Sourcing specialty chemicals grows more competitive year by year, and simply offering the “same” product as everyone else leads nowhere. Over decades of chemist-to-chemist conversations, we’ve refined our approach: we prioritize what’s important in actual synthesis campaigns and work backward, tuning our process to deliver what users value most. In the case of imidazo[1,2-a]pyridine-8-carboxylic acid, we keep learning from every inquiry and every complaint, refining crystallization, drying, or impurity removal based on what matters most in the laboratory or scale-up context.
Teams come back because product quality translates to project speed and confidence. Fewer reworks and less need for troubleshooting open up time for what chemists actually want to do—explore new SAR space, push into new targets, or run more complex reactions without losing days to troubleshooting avoidable quality issues. Our ongoing investment in both people and process drives measurable gains for those working downstream.
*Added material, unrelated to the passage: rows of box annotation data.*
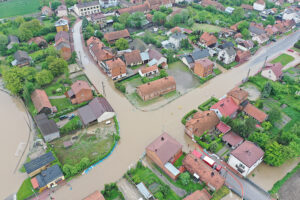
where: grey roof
[191,49,210,62]
[76,1,100,8]
[249,25,265,35]
[24,151,55,174]
[78,97,114,125]
[35,113,59,136]
[36,164,63,188]
[224,47,236,56]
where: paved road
[48,19,300,199]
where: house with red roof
[228,140,265,176]
[65,80,93,104]
[210,97,239,119]
[261,62,283,81]
[146,133,182,180]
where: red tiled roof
[104,29,130,42]
[243,103,268,123]
[263,62,283,79]
[31,89,52,112]
[200,32,217,46]
[83,190,105,200]
[211,97,239,117]
[222,131,244,146]
[183,189,212,200]
[124,50,143,65]
[146,133,182,164]
[182,153,225,190]
[231,140,264,168]
[106,58,126,77]
[217,121,231,133]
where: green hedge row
[181,109,198,125]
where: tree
[152,11,167,25]
[178,172,191,185]
[48,58,68,77]
[113,22,125,31]
[35,69,54,86]
[115,38,129,50]
[268,108,281,124]
[248,132,270,149]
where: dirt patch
[242,83,260,101]
[279,170,300,200]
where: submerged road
[49,21,300,200]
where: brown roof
[183,189,212,200]
[141,65,158,74]
[71,80,91,95]
[243,103,268,123]
[227,87,248,102]
[231,140,264,168]
[106,58,126,77]
[124,50,143,65]
[137,76,176,96]
[201,0,225,11]
[200,32,217,46]
[146,133,182,164]
[186,110,220,137]
[83,190,105,200]
[104,29,130,42]
[182,153,225,190]
[31,89,52,112]
[222,131,244,146]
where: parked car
[59,115,68,120]
[69,114,75,120]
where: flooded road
[0,91,29,199]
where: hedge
[181,109,198,125]
[269,163,300,194]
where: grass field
[271,53,295,66]
[0,0,40,18]
[192,23,221,33]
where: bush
[181,110,198,125]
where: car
[59,115,68,120]
[69,114,75,120]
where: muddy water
[0,91,29,199]
[44,23,296,199]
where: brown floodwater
[0,91,29,199]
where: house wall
[43,131,60,142]
[228,154,263,177]
[75,89,93,104]
[97,112,116,123]
[261,69,277,81]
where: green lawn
[0,0,40,18]
[192,23,221,33]
[17,178,34,200]
[44,82,66,96]
[125,166,181,200]
[271,53,295,66]
[50,98,74,112]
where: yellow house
[55,19,69,32]
[31,164,65,192]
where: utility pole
[102,81,106,97]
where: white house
[252,34,269,44]
[74,1,100,16]
[99,0,119,8]
[253,0,266,11]
[261,62,283,81]
[218,47,236,64]
[169,32,187,49]
[228,141,264,177]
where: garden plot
[242,82,261,101]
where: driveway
[45,21,300,199]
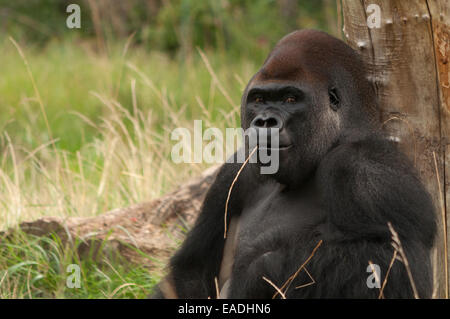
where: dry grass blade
[272,240,323,299]
[388,222,420,299]
[295,267,316,289]
[262,276,286,299]
[369,260,382,296]
[223,147,258,238]
[378,250,398,299]
[214,277,220,299]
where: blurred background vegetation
[0,0,337,151]
[0,0,338,298]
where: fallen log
[0,166,218,268]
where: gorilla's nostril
[266,117,279,128]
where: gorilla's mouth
[258,143,292,151]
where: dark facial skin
[241,31,376,187]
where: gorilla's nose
[250,114,283,130]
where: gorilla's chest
[237,184,325,251]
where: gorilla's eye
[284,96,297,104]
[328,87,341,111]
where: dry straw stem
[378,249,398,299]
[272,240,323,299]
[214,277,220,299]
[388,222,420,299]
[369,260,382,296]
[262,276,286,299]
[223,147,258,238]
[9,37,57,155]
[295,267,316,289]
[433,151,448,299]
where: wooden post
[340,0,450,298]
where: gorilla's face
[242,81,339,186]
[241,31,370,186]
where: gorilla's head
[241,30,377,186]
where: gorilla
[153,30,436,298]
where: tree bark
[341,0,450,298]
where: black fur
[155,31,436,298]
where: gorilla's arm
[305,137,436,298]
[153,163,250,298]
[231,138,436,298]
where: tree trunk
[340,0,450,298]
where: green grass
[0,234,159,299]
[0,37,263,298]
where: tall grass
[0,39,255,298]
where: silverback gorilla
[153,30,436,298]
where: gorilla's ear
[328,87,341,111]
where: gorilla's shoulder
[316,136,436,247]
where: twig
[223,147,258,238]
[214,277,220,299]
[388,222,420,299]
[295,267,316,289]
[272,240,323,299]
[263,276,286,299]
[369,260,382,295]
[378,249,397,299]
[433,151,448,299]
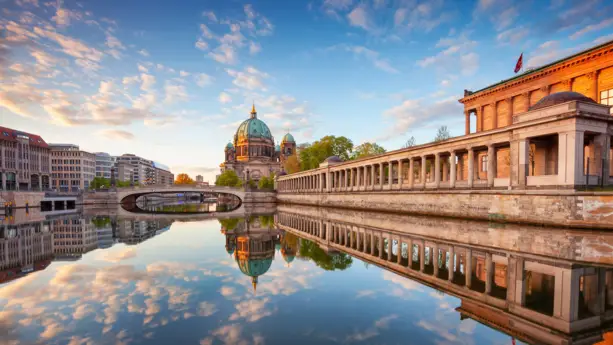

Heterocyclic chemistry keeps expanding. We continue to see new applications for this acid in both established and emerging drug discovery pipelines. Ongoing collaboration with both academic and industry groups provides valuable insight on where this building block fits into new synthetic challenges. Whether it’s serving as a node for bioconjugation, a precursor for photoreactive probes, or part of multi-step campaigns for patent filings, the value comes from more than the molecule itself. It’s the reliability, transparency, and insight gained by decades of specializing in this class of intermediates.
We remain committed to learning by doing—listening to feedback, running our own in-house coupling protocols, and speaking directly with chemists to surface hidden pain points. Maintaining the full traceability of each batch, investing in innovative purification and drying technologies, and building institutional knowledge guide us as the demands of modern organic chemistry grow ever more stringent.
Our ongoing investments aim to shorten research cycles and make synthetic bottlenecks a thing of the past. The evolution of imidazo[1,2-a]pyridine-8-carboxylic acid production stands as a testament to what’s possible when manufacturers keep communication with end users at the forefront. Chemists keep pushing the boundaries of what these building blocks can accomplish, and our determination to support those goals only grows stronger.
Every new project that passes through our hands underscores the importance of quality, predictability, and open communication. For us, imidazo[1,2-a]pyridine-8-carboxylic acid isn’t just another molecule; it represents progress in process development, applied knowledge, and all the ways practical chemistry can serve innovation. We look forward to seeing where the next breakthrough will take this scaffold—and remain ready to supply the backbone chemists rely on to get there.